The catch, however, is that the reality would be a poor cousin of the fantasy. Despite the mysticism that cloning has come to be invested with, it can produce nothing closer to the original than an identical twin, something as old as reproduction itself. There is no way to invest a copy with the life experiences of the original, which condition personality. Science may have got around to controlling nature, but nurture is still very much a free agent. There is only meagre reason to believe that memories are encoded in genetic material. What this implies is that there is no way to guarantee that the clone of a Nobel laureate will be Nobel worthy. Or that a copy of Jonny Rotten will not feel impelled to play Mendelssohn.

However, that should not prevent the enterprising from trying their luck. There is some premium biological material out there. The brains of two notable men of science, Einstein and Broca, are there for the picking, pickled in preservative solutions. Some root canal work on the teeth of the Buddha should yield a decent haul of usable cell nuclei. Tutankhamen can be raised from the dead and allowed to grow into a disappointingly short man. Europe’s Ice Man, who was frozen in a glacier during the last ice Age, can be cloned to finally assure as that making has not made significantly great strides since the dawn of civilisation. Besides, some state-of-the-art grave digging could unearth enough material to clone the besides. greatest statemen and thinkers of all time, and Ava Gardner

It is another matter, of course, that the Ice Man’s clone might eventually join the faculty at Cornell. Or that Tutankhamen’s might turn out to be a painfully shy and retiring soul. Or that Einstein’s might be doomed to the life of an unsuccessful auditor. Gene expression is not an entirely predictable matter in the finer details, where God still enjoys a decisive say, and there is always nurture to condition the process of development. The same grey areas account for the differences exhibited by ‘identical’ twins.

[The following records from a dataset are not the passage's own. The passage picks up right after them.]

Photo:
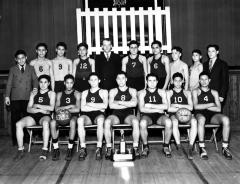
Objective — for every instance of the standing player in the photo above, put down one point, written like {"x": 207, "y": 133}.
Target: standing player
{"x": 158, "y": 64}
{"x": 152, "y": 104}
{"x": 82, "y": 67}
{"x": 135, "y": 66}
{"x": 108, "y": 65}
{"x": 179, "y": 98}
{"x": 61, "y": 66}
{"x": 41, "y": 64}
{"x": 40, "y": 106}
{"x": 179, "y": 66}
{"x": 122, "y": 100}
{"x": 208, "y": 110}
{"x": 93, "y": 104}
{"x": 70, "y": 100}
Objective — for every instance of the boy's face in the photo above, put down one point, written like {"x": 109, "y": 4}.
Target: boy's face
{"x": 133, "y": 48}
{"x": 204, "y": 81}
{"x": 175, "y": 55}
{"x": 21, "y": 59}
{"x": 60, "y": 50}
{"x": 196, "y": 57}
{"x": 107, "y": 46}
{"x": 41, "y": 51}
{"x": 43, "y": 84}
{"x": 82, "y": 51}
{"x": 152, "y": 82}
{"x": 212, "y": 53}
{"x": 121, "y": 80}
{"x": 177, "y": 82}
{"x": 69, "y": 84}
{"x": 94, "y": 81}
{"x": 156, "y": 49}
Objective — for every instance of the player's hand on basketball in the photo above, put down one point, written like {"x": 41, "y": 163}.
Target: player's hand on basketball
{"x": 7, "y": 100}
{"x": 221, "y": 99}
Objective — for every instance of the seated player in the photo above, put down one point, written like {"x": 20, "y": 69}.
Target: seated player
{"x": 179, "y": 98}
{"x": 93, "y": 105}
{"x": 40, "y": 106}
{"x": 122, "y": 100}
{"x": 41, "y": 64}
{"x": 208, "y": 110}
{"x": 135, "y": 66}
{"x": 152, "y": 104}
{"x": 61, "y": 66}
{"x": 82, "y": 67}
{"x": 70, "y": 100}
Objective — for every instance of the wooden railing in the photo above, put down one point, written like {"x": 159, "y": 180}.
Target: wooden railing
{"x": 231, "y": 108}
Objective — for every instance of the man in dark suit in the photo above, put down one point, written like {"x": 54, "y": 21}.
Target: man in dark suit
{"x": 108, "y": 65}
{"x": 22, "y": 80}
{"x": 218, "y": 70}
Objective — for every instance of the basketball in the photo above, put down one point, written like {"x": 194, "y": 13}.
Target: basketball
{"x": 63, "y": 117}
{"x": 183, "y": 115}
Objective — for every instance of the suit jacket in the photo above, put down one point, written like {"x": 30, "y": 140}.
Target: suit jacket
{"x": 20, "y": 84}
{"x": 107, "y": 70}
{"x": 219, "y": 76}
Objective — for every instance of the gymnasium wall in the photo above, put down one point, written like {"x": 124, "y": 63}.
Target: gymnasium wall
{"x": 195, "y": 23}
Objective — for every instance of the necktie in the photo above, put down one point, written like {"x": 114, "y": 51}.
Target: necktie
{"x": 210, "y": 65}
{"x": 22, "y": 68}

With such poor predictability, cloning will not be a particularly attractive proposition for anyone except movie producers, who put a premium on physically identical. Doubles play a crucial role in contemporary movie making, so crucial that the market is expected to be taken over the machines, which tend to be more reliable and cost-effective than people. The Star Wars trilogy pioneered character creation by wireframe modelling and matting techniques and Jurassic Park’s dinosaurs set a new benchmark. But it is rather difficult to model an actor, run him through a whole move, and keep his credibility intact.

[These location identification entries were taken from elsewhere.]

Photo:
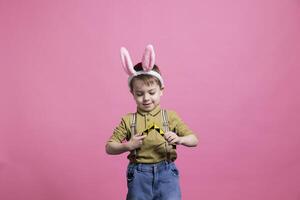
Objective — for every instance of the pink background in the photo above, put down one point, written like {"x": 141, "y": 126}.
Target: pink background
{"x": 231, "y": 70}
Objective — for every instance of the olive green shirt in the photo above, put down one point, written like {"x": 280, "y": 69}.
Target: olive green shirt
{"x": 153, "y": 149}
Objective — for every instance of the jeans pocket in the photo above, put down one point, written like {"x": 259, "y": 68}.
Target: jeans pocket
{"x": 130, "y": 175}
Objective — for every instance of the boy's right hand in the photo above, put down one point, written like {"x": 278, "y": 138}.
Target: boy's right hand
{"x": 136, "y": 141}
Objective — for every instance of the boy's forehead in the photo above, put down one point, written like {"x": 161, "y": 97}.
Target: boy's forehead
{"x": 141, "y": 85}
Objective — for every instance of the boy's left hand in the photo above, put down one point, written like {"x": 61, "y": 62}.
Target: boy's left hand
{"x": 172, "y": 138}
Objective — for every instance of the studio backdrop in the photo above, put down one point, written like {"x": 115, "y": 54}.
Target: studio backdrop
{"x": 231, "y": 71}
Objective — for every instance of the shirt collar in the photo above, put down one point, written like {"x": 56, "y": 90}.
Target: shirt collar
{"x": 153, "y": 112}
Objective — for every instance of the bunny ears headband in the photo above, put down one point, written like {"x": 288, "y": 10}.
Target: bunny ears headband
{"x": 148, "y": 62}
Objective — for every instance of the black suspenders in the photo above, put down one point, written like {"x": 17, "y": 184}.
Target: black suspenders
{"x": 165, "y": 127}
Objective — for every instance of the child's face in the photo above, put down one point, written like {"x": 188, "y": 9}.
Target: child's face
{"x": 147, "y": 97}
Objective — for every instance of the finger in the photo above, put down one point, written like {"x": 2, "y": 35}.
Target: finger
{"x": 141, "y": 137}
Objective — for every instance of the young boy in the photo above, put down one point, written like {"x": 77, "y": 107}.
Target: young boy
{"x": 150, "y": 135}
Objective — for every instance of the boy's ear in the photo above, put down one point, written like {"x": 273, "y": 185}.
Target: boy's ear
{"x": 161, "y": 91}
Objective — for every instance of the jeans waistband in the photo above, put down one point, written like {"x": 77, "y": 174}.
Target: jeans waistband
{"x": 152, "y": 166}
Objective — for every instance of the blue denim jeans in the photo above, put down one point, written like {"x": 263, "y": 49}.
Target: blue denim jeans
{"x": 158, "y": 181}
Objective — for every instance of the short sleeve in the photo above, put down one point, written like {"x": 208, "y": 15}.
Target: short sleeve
{"x": 121, "y": 132}
{"x": 177, "y": 125}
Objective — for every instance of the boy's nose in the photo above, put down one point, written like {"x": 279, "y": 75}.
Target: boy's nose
{"x": 146, "y": 97}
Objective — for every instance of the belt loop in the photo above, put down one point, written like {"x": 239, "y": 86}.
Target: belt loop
{"x": 139, "y": 166}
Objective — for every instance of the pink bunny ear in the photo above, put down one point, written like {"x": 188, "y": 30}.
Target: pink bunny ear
{"x": 148, "y": 59}
{"x": 126, "y": 61}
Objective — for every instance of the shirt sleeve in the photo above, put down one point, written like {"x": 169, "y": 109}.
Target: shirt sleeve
{"x": 178, "y": 126}
{"x": 120, "y": 133}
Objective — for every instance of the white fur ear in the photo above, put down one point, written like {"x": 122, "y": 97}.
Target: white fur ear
{"x": 148, "y": 59}
{"x": 126, "y": 61}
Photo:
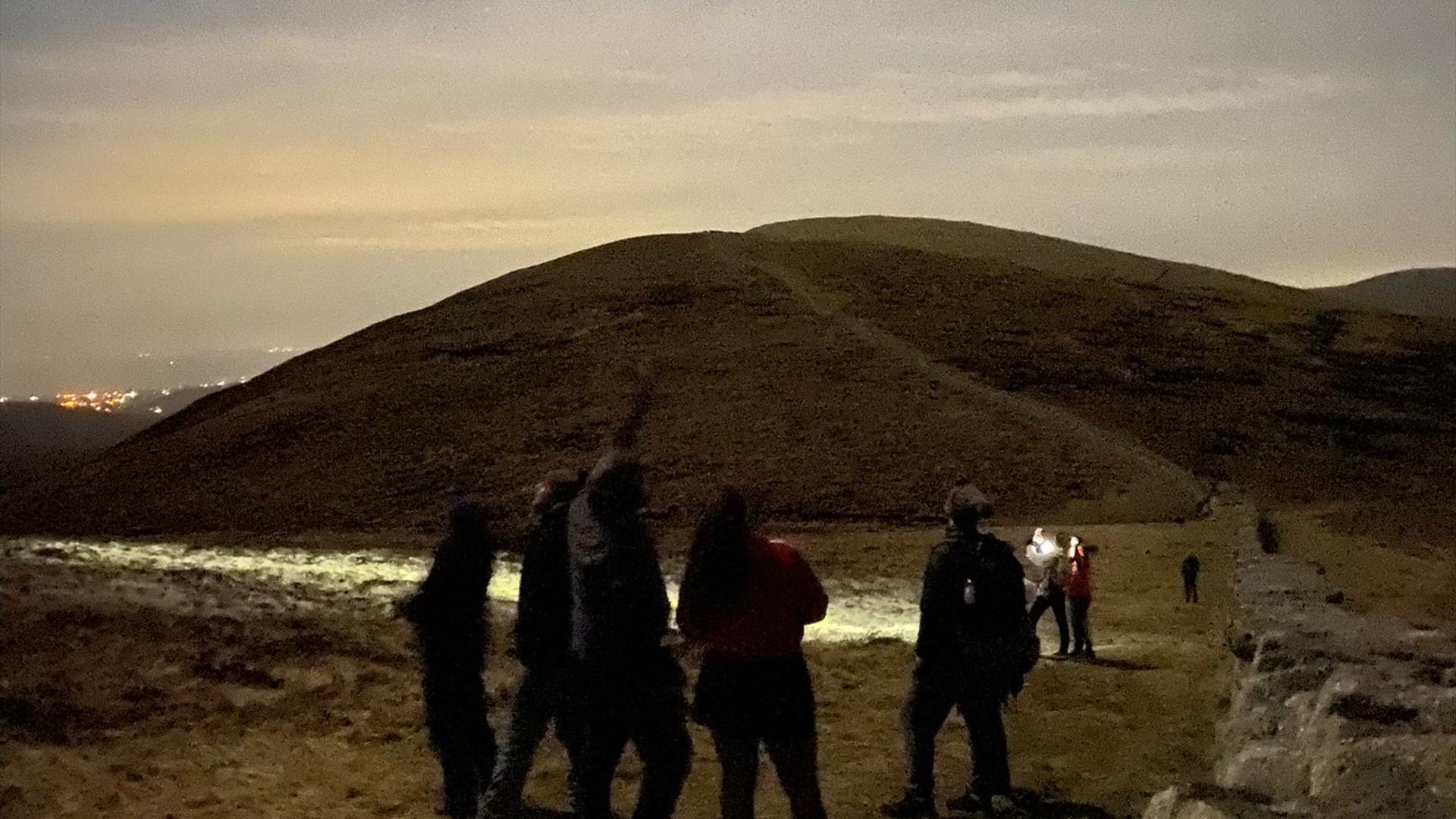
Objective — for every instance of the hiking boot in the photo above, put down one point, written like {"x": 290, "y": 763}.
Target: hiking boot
{"x": 909, "y": 806}
{"x": 1001, "y": 805}
{"x": 965, "y": 803}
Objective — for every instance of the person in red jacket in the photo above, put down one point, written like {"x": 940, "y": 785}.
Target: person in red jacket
{"x": 1079, "y": 595}
{"x": 747, "y": 599}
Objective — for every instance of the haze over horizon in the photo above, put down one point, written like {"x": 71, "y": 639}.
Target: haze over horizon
{"x": 190, "y": 177}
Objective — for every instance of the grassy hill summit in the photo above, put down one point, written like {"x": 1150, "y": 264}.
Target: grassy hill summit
{"x": 1417, "y": 292}
{"x": 835, "y": 369}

That’s where clones could come in handy. Logically, if human cloning were ever to gain legal sanction, no fresh actor would be allowed to come in the market without a whole stable of clones in good condition. And they could start cloning him again when his medical insurance company started asking for a risk reappraisal, so that his brand can carry on even after his hushed-up death.

Finally, human cloning is only a cosmetic option in the quest for immortality. Immortality consists in the preservation of thought and the persistence of memory, not the mere perpetuation of physical form and gross structure. A clone may share its fingerprints with the original, but it cannot share its personal history, its way of thought, its politics or philosophy. The sort of immortality that cloning assures can only have crude economic uses. Dolly, for instance, is no better than a pharmaceutical factory, and an actor’s clone is just a notch above that.

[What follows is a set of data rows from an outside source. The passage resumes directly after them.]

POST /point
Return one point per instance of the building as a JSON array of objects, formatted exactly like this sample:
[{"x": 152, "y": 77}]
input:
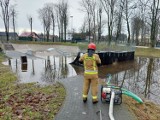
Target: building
[
  {"x": 12, "y": 36},
  {"x": 28, "y": 36}
]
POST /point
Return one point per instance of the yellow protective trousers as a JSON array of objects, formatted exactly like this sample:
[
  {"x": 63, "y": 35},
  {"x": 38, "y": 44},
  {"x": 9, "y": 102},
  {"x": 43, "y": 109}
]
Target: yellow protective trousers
[{"x": 90, "y": 80}]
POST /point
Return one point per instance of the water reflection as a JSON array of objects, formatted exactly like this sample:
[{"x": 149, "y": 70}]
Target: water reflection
[
  {"x": 43, "y": 71},
  {"x": 140, "y": 76}
]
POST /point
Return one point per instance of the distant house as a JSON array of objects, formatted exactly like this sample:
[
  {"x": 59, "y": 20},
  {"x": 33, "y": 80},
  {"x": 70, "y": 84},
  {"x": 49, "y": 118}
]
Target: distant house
[
  {"x": 28, "y": 36},
  {"x": 12, "y": 36}
]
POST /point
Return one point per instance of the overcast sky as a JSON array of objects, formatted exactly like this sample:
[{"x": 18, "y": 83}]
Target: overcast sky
[{"x": 30, "y": 7}]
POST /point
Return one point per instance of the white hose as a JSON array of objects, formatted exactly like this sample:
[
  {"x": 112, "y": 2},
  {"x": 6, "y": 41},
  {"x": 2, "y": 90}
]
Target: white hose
[{"x": 111, "y": 106}]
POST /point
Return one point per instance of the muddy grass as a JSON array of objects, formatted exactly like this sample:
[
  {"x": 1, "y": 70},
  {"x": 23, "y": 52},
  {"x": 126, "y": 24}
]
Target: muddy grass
[
  {"x": 27, "y": 101},
  {"x": 145, "y": 111}
]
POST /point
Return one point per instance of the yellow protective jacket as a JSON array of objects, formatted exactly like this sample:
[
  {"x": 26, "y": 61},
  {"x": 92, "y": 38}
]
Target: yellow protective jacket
[{"x": 90, "y": 63}]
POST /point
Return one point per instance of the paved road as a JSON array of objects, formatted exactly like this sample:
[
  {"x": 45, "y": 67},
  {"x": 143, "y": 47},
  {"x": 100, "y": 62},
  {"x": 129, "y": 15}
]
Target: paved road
[{"x": 74, "y": 108}]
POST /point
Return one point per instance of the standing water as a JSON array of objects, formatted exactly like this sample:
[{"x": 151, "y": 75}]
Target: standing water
[{"x": 141, "y": 76}]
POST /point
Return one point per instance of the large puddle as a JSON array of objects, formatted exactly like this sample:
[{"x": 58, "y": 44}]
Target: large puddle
[{"x": 140, "y": 76}]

Cloning does not amount to copying a person, only to copying an organism. A clone is a distinct legal entity, a discrete voter, a citizen in his own right, as much as regular biological offspring. As a unit the individual can be faithfully duplicated, people would have to be insane to try and get themselves cloned. Instead, they should content themselves with their mass-produced copies of Alicia Silverstone. Provided Mattel is taking orders, of course.